Arts & Culture

Houston First Corporation assessing how to get broken Montrose-area 59/69 bridge lights back on

A series of decorative lights above the Southwest Freeway, installed before Houston last hosted the Super Bowl in 2017, have not been functioning for months.


A series of decorative bridge lights installed above the Southwest Freeway in 2017 have not worked for months, according to the Houston First Corporation.

Six years ago this month, when Houston last hosted the Super Bowl, six bridges that cross part of the Southwest Freeway had been freshly adorned with bright, colorful lights that were eye-popping and awe-inspiring for both residents and visitors alike.

Now, as the city prepares to host the NCAA Final Four men's basketball tournament in early April, the lights have long gone dark and that stretch of the freeway – in the bustling Montrose area between downtown and the site of the upcoming games at NRG Stadium – looks much like any other freeway.

The lights are technically still switched on, according to the organization that has assumed responsibility for them, but they have not worked for months. And it likely will be at least that long before they are illuminated again.

"The switches are on. We just don't have many lights at all that are working," said Holly Clapham, the chief marketing officer for the Houston First Corporation. "I was told there may be a few flickering lights. ... It's a lighting system failure."

Clapham said Houston First, a local government corporation that manages city-owned properties and serves as the city's sales and marketing arm, is conducting a diagnostic assessment of the lights at the direction of city leadership, with the goal of figuring out how to get them back on along with how to maintain them and fund their operation on a long-term basis. That assessment began within the last few months, Clapham said, and could be completed by late spring or early summer.

Clapham said Houston First agreed to take responsibility for the decorative lights in 2019 after their original creator and steward, the Montrose Management District, went dormant in 2018. The lights had been installed ahead of the Super Bowl in 2017 through a partnership between the management district and the Texas Department of Transportation (TxDOT), which owns the freeway as well as the bridges that cross them, supervised the lights' installation and subsequently entered into the agreement with Houston First, according to Clapham.

Since Houston First does not have expertise in lighting or bridges, Clapham said it is seeking the input of industry experts as part of the ongoing assessment. The goal is to come up with a viable long-term plan as opposed to a short-term fix, she said, and to ensure the lights won't break down again.

Decorative lights remain on the Montrose Boulevard bridge that crosses the Southwest Freeway in Houston, but they no longer work, according to the Houston First Corporation.

"It would not be worth anyone's time for us to make the same mistakes," Clapham said. "We don't want Houston to be disappointed."

The cost to install the lights was a little more than $3 million, according to TxDOT. They began to fail a few months after Houston First took over their operation, shortly before the onset of the COVID-19 pandemic in early 2020, according to Clapham, who said the warranty for the lights had expired by that point.

More and more of the lights gradually stopped working after that, according to Clapham, who said they have proven not to be compatible with newer lighting technology.
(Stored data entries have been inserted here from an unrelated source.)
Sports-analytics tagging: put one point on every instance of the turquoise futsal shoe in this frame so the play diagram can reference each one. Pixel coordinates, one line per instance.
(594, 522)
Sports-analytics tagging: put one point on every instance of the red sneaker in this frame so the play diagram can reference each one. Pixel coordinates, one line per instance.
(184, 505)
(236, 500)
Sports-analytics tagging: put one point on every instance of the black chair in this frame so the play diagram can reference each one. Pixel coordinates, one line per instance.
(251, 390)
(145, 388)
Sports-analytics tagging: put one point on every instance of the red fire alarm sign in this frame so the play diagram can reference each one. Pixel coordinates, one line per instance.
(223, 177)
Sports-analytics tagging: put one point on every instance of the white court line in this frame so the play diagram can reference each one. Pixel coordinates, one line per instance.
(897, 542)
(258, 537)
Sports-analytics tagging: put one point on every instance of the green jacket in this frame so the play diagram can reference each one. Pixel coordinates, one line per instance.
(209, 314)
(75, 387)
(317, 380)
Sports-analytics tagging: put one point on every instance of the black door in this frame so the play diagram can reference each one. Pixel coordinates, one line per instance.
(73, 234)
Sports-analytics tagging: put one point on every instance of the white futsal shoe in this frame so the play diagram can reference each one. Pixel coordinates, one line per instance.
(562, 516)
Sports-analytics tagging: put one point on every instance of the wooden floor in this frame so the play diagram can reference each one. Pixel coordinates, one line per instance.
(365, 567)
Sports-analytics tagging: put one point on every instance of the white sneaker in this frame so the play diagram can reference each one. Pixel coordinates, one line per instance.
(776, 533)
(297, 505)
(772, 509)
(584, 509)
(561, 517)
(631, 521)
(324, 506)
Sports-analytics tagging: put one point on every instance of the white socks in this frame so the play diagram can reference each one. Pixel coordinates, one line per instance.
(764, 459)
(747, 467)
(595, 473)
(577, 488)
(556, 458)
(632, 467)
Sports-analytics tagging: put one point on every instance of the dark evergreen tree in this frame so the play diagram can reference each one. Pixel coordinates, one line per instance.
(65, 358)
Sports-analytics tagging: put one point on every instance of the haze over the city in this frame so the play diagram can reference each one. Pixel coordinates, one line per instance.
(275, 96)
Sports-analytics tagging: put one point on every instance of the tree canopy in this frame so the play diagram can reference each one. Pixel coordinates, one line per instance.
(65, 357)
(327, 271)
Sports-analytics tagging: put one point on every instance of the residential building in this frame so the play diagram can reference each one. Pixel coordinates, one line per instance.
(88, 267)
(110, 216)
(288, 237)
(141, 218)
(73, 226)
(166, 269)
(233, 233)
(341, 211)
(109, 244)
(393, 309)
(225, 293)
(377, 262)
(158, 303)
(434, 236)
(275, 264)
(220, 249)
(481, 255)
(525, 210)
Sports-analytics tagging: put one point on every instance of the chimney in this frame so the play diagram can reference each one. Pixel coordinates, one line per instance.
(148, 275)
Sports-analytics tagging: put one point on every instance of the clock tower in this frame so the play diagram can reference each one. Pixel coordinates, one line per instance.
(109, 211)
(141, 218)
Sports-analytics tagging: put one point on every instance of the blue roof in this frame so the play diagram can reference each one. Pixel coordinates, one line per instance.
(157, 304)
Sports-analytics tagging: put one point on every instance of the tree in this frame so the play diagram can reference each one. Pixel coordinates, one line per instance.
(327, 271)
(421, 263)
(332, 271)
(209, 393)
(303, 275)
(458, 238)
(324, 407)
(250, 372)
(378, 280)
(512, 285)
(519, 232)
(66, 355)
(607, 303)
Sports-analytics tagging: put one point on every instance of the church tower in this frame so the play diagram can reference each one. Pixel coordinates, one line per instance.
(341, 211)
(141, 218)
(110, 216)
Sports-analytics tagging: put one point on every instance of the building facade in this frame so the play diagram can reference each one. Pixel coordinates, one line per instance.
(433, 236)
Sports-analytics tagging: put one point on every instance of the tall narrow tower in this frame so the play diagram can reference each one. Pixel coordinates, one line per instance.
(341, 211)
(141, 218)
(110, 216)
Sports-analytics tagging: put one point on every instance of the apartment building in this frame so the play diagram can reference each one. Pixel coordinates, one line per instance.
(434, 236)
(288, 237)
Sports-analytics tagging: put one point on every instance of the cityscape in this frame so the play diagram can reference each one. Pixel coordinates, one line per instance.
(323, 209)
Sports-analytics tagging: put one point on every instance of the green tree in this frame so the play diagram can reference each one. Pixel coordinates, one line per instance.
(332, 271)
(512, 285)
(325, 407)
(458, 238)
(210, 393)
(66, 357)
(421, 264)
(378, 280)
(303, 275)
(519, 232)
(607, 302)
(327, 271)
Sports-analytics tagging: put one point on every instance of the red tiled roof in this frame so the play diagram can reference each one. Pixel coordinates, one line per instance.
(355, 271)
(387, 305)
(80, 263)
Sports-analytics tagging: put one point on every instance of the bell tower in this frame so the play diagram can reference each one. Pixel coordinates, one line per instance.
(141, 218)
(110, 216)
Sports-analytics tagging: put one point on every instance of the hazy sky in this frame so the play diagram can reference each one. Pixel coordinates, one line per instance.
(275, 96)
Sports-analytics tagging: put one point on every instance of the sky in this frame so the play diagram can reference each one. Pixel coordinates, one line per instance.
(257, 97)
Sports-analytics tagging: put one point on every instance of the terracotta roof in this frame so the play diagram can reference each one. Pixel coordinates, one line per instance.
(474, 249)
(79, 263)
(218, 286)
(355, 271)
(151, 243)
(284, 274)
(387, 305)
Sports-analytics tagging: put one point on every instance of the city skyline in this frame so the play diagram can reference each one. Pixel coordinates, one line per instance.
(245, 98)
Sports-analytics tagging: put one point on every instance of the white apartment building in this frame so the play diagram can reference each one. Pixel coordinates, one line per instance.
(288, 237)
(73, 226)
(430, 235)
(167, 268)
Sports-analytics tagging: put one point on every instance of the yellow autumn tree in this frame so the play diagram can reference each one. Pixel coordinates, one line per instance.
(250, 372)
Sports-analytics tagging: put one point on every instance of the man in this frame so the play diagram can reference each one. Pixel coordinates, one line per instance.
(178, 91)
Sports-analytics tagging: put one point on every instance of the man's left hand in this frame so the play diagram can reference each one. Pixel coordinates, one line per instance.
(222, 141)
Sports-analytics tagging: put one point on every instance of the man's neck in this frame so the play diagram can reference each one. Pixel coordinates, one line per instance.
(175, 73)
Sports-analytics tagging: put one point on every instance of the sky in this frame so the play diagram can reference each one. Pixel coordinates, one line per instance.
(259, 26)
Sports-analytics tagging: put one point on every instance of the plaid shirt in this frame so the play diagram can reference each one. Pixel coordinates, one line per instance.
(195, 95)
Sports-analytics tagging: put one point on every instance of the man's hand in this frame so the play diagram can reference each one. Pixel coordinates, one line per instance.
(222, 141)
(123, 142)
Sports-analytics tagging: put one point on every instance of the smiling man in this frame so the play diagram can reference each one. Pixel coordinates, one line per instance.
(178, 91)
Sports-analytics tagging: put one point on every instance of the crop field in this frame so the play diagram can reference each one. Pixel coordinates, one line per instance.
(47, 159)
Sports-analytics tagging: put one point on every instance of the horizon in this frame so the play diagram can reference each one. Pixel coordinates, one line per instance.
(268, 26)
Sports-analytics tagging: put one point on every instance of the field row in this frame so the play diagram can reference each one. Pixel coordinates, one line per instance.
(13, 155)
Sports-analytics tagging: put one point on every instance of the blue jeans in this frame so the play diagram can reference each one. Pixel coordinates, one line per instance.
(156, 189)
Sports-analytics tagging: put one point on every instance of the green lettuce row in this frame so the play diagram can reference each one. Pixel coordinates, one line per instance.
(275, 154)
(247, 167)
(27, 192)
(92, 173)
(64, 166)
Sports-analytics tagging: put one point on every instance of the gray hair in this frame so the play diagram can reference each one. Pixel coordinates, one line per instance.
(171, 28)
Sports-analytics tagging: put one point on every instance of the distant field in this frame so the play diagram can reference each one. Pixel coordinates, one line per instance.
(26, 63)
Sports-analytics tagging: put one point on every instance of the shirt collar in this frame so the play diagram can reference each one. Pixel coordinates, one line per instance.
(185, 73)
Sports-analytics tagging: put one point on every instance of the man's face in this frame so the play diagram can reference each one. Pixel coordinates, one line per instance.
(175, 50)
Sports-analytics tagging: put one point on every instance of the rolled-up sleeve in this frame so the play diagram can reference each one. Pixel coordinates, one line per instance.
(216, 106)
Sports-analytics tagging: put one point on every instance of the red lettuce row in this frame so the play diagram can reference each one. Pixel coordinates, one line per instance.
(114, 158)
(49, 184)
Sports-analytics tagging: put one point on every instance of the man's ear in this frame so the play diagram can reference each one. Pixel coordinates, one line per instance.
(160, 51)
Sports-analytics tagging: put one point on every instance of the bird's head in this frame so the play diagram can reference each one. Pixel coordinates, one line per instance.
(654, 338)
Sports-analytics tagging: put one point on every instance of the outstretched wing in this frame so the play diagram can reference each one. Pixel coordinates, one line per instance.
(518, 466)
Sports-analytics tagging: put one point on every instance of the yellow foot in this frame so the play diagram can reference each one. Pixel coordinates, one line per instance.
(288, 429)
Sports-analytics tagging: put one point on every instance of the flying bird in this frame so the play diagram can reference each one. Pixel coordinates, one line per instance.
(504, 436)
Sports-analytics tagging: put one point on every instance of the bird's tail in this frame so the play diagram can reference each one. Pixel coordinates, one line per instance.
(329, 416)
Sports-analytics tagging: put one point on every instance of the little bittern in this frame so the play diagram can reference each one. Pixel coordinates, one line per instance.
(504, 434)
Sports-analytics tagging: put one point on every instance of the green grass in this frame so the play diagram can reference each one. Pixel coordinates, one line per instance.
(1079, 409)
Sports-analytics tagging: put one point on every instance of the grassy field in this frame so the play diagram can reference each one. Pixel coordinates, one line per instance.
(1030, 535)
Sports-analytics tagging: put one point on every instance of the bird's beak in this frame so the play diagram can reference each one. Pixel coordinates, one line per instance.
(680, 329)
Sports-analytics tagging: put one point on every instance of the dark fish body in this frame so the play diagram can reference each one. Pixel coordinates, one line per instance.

Following the Super Bowl in 2017, the color-changing LED lights had also been used to commemorate occasions such as the Houston Astros' first World Series championship later that year as well as Pride Month every June.

After the Montrose Management District could no longer pay the electricity bills associated with operating the lights, Clapham said the city made an arrangement to have those costs covered. Mary Benton, a spokesperson for Houston Mayor Sylvester Turner, said in an email that NRG Energy agreed to cover electricity costs for the bridge lights.

“Houston First is asked to maintain the lighting system because it is part of the iconic city of Houston branding,” Benton added.

Determining how best to maintain and fund the lights' operation moving forward is part of the assessment being conducted by Houston First, which plans to consult with TxDOT, among other entities. Another factor being considered is TxDOT's planned expansion of Interstate 45 near and north of downtown, which is on hold pending the completion of an environmental and civil rights investigation by the Federal Highway Administration.

Danny Perez, a spokesperson for TxDOT's Houston office, said the stretch of the Southwest Freeway where the bridge lights are located would be impacted by the I-45 project. From east to west, the bridges that include the lights are on Montrose Boulevard, Graustark Street, Mandell Street, Dunlavy Street, Woodhead Street and Hazard Street.

"When it moves forward," Perez said of the I-45 project, "that particular stretch would be part of the reconstruction."